Novelty and narcissism precludes regulations and real community

Want to connect with people who have shared interests in your nearby area? Go outside.  That’s all it takes. 

Why not both? IRL community AND online connection? Gently, the cost is not comparable to the benefit. We now know, following the Cambridge Analytica scandal, and the premiere of The Social Network, that Zuckerberg’s motto of “move fast and break things,” harkened a level of success for the company.  But what has it done to the social fabric of our global community? 

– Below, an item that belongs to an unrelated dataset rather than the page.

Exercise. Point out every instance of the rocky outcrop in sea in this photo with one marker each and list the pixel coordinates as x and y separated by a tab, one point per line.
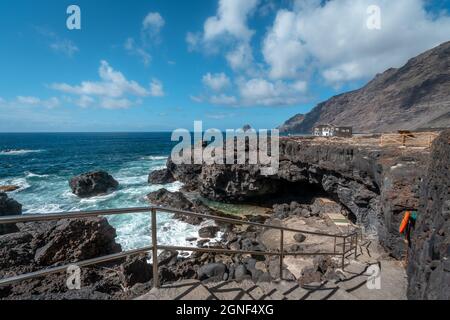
9	207
93	184
429	264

Assume with me that the “hologram” users are engagement farming tools operated by for-profit or otherwise vested (foreign?) interests.  Assume also that negative subject matter, discord, and abusive comments thrive, and that lengthy explication is rejected in favor of memes.  Is this where you want to spend your mornings? In a crucible of content designed to spike cortisol?

If that sounds particularly nefarious of a company that claims to want to build a global community, consider that the methodology for getting us all to adopt the platform was literal psychological conditioning.  Each notification serves as another hit of dopamine, leading us back to the place where we ant to get a feel-good burst of connection.  Instead, we get poison.  

Surely, if this application had negative impacts on individual or public health, our legislators and government would step in, right? Wrong. I mean, bless their hearts, they tried.  With care toward those with different neurodivergent and socially conditioned or genetically inherited psychological or emotional sensitivities… Zuckerberg played our U.S. Congressional representatives like an autistic fiddle.  In the words of Bruno Mars, “don’t believe me? Just watch!”    

In my educated opinion, the novelty of social media as a utility-type service and the narcissist tendencies of both the CEO and our congressional representatives worked in synergy to escape even light regulation. To my knowledge, social media companies are not subject to the regulatory authority and framework of any of our federal communications, utility, education, or public health agencies.  Social media is the digital wild west of the global world.  

What alternatives are there to social media?

Do what you want. My purpose is to call your attention to the facade. I, personally, do not want to be provoked to anger for a few pennies to fall into the coffers of an oligarch. I will not play the game any longer.  Instead, I am building a sex-positive and fully self-sustainable mutual aid community.  Join me, if you dare.